A Fidai Film – cinema as an act of resistance

in Golden Apricot - Yerevan International Film Festival

by Paulo Portugal

“I could no longer see. I lost my sight.” This attitude of blindness, motivated by an attack with a booby-trapped envelope, right in the initial caption, points to the need for testimony. But also memory. Something that appears packaged in the repetition of a children’s rhyme that precedes these words, as if asking the viewer to overcome this blindness.

The desire to rehabilitate the memory of his country, partially mutilated by the presence of the Israeli forces invading Beirut in 1982, is evident in Kamal Aljafari’s A Fidai Film (2024). In fact, “fidai” takes on a lethal connotation, linked even to “fedayeen,” those warriors who redeem themselves through sacrifice. It has been a long time since I have seen a film dominated by such daring approach to cinema, treated like a genuine weapon, as an act of resistance. Based on art made from found footage, as if it were a true filmic bricolage, the film reminded me Godard’s last films (in particular The Image Book, 2018) – Godard himself being a great defender of the Palestinian cause. But there is also a charge of vital urgency that brings us close to the work of Sergei Paradjanov. A Fidai Film impressed us most in the regional competition of the 21st Golden Apricot International Film Festival in Yerevan.
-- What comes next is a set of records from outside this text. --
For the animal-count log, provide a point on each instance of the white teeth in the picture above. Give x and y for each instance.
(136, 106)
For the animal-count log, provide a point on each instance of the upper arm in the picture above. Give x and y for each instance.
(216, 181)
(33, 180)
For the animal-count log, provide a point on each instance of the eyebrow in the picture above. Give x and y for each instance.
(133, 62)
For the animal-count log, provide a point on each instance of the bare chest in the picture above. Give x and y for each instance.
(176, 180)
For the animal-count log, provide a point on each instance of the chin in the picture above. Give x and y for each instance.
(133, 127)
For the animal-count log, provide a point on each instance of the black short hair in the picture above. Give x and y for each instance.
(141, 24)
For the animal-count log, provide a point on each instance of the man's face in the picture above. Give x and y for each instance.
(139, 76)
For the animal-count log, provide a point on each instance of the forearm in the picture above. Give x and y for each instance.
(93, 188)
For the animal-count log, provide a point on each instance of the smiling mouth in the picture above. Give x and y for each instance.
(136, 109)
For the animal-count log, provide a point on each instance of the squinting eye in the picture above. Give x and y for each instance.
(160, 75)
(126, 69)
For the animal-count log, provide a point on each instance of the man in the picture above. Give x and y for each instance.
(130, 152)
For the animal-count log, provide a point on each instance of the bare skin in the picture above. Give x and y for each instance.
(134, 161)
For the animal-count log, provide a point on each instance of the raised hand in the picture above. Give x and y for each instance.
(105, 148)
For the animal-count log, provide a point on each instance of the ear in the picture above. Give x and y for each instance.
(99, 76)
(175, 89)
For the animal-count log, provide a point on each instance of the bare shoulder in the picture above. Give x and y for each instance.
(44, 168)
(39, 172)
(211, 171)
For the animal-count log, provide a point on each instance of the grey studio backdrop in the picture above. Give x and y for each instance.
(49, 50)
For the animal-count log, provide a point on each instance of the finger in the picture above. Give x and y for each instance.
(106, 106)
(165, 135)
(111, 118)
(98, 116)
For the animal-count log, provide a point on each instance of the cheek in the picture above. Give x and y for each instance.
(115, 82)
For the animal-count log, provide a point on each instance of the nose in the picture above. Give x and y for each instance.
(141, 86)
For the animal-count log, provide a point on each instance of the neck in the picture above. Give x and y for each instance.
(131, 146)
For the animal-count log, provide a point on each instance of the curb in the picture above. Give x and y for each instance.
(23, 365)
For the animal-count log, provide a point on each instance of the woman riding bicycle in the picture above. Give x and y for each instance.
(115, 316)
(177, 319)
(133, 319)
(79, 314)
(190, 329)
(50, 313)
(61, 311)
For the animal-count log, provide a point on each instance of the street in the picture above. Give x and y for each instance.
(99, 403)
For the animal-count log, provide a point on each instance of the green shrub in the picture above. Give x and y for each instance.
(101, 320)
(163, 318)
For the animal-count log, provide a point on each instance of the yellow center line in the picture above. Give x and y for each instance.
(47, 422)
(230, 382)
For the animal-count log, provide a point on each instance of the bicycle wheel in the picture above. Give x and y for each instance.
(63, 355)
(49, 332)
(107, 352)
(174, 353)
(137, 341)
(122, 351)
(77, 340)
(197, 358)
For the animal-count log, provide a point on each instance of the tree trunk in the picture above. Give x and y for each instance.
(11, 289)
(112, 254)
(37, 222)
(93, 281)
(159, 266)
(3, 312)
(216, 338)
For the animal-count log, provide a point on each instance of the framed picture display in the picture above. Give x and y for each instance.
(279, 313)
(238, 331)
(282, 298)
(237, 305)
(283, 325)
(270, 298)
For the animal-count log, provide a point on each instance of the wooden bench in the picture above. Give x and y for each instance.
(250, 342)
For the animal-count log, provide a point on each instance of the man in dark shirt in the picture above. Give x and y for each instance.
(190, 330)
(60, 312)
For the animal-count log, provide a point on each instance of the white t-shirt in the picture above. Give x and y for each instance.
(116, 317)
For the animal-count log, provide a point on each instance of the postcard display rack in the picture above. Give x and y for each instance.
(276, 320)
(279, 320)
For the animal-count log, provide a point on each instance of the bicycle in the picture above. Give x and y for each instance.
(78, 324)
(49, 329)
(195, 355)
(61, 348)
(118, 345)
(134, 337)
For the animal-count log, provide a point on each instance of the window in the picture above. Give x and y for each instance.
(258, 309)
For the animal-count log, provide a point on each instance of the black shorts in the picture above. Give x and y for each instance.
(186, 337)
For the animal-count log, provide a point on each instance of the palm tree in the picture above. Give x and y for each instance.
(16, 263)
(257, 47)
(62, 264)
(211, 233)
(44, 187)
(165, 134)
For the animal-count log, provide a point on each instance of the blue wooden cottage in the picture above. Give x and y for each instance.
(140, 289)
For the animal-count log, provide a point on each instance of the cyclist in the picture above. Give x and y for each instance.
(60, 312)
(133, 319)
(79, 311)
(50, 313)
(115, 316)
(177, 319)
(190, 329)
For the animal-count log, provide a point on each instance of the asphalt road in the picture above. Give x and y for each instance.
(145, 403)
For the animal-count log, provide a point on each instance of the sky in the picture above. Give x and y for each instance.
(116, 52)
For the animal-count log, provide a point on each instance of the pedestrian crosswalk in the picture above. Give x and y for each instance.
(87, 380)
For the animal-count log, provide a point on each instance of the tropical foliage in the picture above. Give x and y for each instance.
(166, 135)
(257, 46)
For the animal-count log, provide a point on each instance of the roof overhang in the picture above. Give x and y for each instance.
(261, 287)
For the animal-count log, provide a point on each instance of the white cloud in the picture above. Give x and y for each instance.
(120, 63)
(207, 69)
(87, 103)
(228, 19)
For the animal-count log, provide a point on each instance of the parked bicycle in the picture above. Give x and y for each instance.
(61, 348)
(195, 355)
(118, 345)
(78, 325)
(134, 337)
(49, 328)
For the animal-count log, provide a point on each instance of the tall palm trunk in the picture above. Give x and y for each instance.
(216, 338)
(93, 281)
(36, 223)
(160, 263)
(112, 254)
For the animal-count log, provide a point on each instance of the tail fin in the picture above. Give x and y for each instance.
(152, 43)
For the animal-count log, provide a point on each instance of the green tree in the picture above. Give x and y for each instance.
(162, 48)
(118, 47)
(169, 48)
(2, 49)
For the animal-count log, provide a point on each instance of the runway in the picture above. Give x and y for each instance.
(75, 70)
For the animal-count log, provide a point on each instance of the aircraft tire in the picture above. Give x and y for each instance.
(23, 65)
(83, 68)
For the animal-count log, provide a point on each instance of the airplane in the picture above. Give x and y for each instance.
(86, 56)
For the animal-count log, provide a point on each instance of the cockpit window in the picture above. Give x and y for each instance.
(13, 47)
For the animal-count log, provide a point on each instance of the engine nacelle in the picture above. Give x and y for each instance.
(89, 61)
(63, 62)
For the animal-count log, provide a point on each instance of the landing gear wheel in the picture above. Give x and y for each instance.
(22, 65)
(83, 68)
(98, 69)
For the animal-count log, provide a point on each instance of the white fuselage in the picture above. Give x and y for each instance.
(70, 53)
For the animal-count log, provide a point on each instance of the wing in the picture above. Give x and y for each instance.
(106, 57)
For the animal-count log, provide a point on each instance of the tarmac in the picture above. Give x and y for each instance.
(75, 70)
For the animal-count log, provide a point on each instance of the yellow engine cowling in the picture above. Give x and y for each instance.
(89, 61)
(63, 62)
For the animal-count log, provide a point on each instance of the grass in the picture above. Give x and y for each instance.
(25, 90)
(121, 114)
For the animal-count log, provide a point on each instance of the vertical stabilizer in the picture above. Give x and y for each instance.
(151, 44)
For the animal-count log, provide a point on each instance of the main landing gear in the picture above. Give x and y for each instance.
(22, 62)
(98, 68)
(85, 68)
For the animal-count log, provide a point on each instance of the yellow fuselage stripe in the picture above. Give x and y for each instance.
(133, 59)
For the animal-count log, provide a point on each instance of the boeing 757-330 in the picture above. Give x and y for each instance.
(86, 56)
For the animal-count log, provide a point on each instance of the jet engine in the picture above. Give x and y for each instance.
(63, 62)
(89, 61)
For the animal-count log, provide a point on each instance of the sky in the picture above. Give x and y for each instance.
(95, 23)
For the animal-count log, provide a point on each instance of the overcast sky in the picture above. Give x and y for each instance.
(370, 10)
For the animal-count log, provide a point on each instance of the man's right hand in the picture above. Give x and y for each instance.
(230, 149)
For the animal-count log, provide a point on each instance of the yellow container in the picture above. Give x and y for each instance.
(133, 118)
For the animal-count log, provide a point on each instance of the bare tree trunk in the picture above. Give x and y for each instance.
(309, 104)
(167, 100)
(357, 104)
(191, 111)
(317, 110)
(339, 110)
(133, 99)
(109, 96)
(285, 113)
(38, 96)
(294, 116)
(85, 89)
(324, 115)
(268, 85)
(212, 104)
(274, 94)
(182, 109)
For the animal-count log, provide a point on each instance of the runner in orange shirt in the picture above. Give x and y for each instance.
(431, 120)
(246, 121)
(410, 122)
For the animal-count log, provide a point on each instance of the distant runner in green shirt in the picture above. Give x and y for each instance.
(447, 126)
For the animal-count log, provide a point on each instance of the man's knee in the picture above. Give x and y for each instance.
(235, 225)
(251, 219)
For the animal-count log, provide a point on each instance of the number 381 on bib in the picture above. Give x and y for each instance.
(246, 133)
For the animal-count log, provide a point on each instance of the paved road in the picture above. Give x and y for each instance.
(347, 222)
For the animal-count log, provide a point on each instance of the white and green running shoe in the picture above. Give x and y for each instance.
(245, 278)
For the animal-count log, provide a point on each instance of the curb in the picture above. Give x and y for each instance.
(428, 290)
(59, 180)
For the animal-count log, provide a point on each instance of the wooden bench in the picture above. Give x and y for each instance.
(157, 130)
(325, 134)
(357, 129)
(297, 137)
In fact, A Fidai Film presents itself as a certain reckoning, a restitution of Palestinian national memories. It is motivated by the recovery of footage four decades after the IDF (Israel Defense Forces) seized a large part of the national archive of the PLO (Palestine Liberation Organization) at the Palestine Research Center, at the time under the protection of the Lebanese government, following a barbaric terrorist attack in 1982, which killed dozens of people.

What we have, then, is a complex and dense counter-narrative formed by the discovery of this archive of national memories, as is explained in a subtitle, as a final credit, with the transcription of a phone conversation with the filmmaker which explains the discovery of the archive. Through these documents, films and photographic material the urgency of this cinema is created: it is a counter-archive of sorts intended to recontextualize images and stitch together materials, whilst realizing that the past always returns to the present, just like in the initial spiel. (The film had been finished before the tragic events of 7 October 2023.)

Aljafari even directly interferes with the images, combining – through Yanning Willmann’s disturbing montage – fragments from different eras, not even shying away from using red paint to deface images and text indexed by the Israeli authorities in an effective reflex of self-censorship. The tragic history of Palestine is revisited, through excerpts from the British occupation during the British Mandate, the first Israeli-Arab war in 1948, the Nakba (deportation and genocide), accompanied by images of prison camps, abandoned corpses, banal street scenes and demolitions, etc.

By including this red element of faces and bodies – and even rivers that turn into blood – these archival images acquire a new meaning and an unexpected effect of artistic beauty in a space of desolation. The effect is continued in the contrast of the occupying gaze, in excerpts from Israeli films, with languid couples, in sunset scenes, cursing their future as hostages of endless pleasure.

This is, in fact, authentic cinematic sabotage, where Aljafari’s desire to prove the lives of his people is felt. Something is returned throughout a complex layered work, with the alteration of new sounds, the inclusion of red silhouettes of children, elements of fire, going to the limit of reintroducing scratches and defects in the film, in a clear inversion of restoration, as a way of rescuing sabotaged memory. This is the self-narrative of the “camera of the dispossessed.”